I'm sure sometimes I must come across here as an unthinking admirer of JAM, someone who loves every edition and everything about it. If I do I can't complain really, because I do LOVE the show and enjoy virtually all of the panellists.
But anyway occasionally the opportunity is there to say that a particular show didn't work. That's what I would say about this week's show.
Paul Merton and Sue Perkins are arguably the two best and funniest players of the game among current players. (I would put Graham Norton up there as funnier but he is not as skilful a player of the game itself as Sue.) Liza Tarbuck, as I've said before, can make good contributions but they are usually spread thinly. This week's show was typical - of seven rounds, she had the subject in just two of them, and didn't say anything especially memorable.
John Sergeant was a problem. John's career was as a political reporter, but as someone who could come out with a bon mot or two. He won a couple of games in the TV series of 1999, but against the not exactly stellar opposition of Brian Sewell, Barry Cryer and Su Pollard. He had one previous radio appearance in 2005 when he was overwhelmed by the heavy artillery of Paul and Clement.
Since retiring from day to day reporting, he has become a sort of part-time game-show celeb, popping up in various places, most memorably perhaps on Strictly Come Dancing, a celeb dance contest where he was a public favourite.
So he was worth a try. But I rather think in the context of being up against players who could keep the comedy flowing. If say Chris Neill or Kit Hesketh-Harvey or Josie Lawrence had been in Liza's seat, the show may have worked better.
Instead John became the centre of attention for not being funny and not getting many points. Jokes were made about his ponderous delivery, and the last round degenerated into one of those rounds where people kept challenging him and Nicholas kept rejecting the challenges even though they were clearly legitimate. That can work to liven things up, but it needs the person being challenged to come to the party, play along and have a few witty things to say. Peter Jones was a master of it. John just seemed like a possum trapped in the headlights.
The teasing of John Sergeant just seemed over-the-top and boorish to me, as he didn't have the verbal skills to return fire. And the last round just seemed silly.
The things is from John's perspective is that all he was trying to do throughout the show was PLAY THE GAME. He was trying to speak within the rules. But in the Paul Merton era, that isn't enough any more.

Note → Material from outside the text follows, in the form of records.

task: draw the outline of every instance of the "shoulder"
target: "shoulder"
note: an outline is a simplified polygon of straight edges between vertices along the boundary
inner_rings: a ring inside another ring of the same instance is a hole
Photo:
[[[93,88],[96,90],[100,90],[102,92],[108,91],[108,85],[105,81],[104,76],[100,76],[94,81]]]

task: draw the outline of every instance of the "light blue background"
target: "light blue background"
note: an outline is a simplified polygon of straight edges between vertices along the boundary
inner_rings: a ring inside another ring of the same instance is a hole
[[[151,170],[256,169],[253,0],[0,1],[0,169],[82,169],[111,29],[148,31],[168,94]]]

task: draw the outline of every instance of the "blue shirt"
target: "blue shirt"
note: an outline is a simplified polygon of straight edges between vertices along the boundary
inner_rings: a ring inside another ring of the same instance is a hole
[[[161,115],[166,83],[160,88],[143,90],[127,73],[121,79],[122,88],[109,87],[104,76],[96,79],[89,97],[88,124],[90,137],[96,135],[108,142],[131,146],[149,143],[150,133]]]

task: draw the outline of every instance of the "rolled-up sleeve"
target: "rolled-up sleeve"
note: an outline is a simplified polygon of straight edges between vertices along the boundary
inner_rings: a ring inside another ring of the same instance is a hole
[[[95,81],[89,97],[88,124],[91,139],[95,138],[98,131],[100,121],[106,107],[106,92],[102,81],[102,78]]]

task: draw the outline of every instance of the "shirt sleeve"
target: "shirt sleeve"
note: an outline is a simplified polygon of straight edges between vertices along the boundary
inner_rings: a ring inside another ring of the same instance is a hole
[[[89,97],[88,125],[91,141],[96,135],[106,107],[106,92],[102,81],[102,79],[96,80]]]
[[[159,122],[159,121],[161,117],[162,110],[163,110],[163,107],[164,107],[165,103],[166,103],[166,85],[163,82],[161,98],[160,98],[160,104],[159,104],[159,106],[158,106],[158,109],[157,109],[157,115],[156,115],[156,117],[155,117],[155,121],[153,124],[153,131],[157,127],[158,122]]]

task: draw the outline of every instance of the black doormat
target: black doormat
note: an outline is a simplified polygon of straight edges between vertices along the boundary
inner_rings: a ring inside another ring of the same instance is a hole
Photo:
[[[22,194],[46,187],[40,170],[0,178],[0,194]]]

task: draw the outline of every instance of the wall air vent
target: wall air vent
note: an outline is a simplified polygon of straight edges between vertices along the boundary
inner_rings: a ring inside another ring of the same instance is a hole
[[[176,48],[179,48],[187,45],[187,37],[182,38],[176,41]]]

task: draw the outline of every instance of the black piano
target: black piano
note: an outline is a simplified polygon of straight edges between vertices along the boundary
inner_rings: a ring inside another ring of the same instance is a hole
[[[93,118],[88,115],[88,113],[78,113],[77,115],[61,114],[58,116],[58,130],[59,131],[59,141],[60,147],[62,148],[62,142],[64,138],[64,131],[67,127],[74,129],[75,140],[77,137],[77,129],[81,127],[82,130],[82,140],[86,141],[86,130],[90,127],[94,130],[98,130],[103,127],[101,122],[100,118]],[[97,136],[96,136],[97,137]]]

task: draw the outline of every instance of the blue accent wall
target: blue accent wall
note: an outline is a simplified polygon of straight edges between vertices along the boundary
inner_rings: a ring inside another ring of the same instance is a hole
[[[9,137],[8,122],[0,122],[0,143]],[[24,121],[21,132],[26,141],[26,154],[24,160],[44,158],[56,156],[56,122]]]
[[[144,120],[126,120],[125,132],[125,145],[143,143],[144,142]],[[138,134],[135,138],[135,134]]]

Often people say to me that it would be nice to have people who aren't professional comedians and entertainers on the programme. They mention people like Magnus Pyke and Patrick Moore who contributed well in the 70s. But that was a different era. If John Sergeant had been on in the late 70s with say Kenneth, Clement and Peter, they would probably have praised his verbal acuity and dexterity. But there weren't enough jokes per second for the liking of the others so they reacted as they did. Used to be if you had nothing to say, you kept trying - remember how often the great Kenneth used to turn to accents or Unwinese gibberish to keep going and hide the lack of content. These days you're encouraged to shut up once the jokes run out. John didn't.
And I thought neither Paul nor Sue was at their best either. The show really needed Paul to race to the rescue with some improvisational brilliance. He often does. But he's human and in this show, he didn't.
So yes, John Sergeant wasn't a great choice. I assume there is a second recording with him still to come. But Tilusha Ghelani must be wishing she had booked Kit Hesketh-Harvey or Chris Addison or Marcus Brigstocke.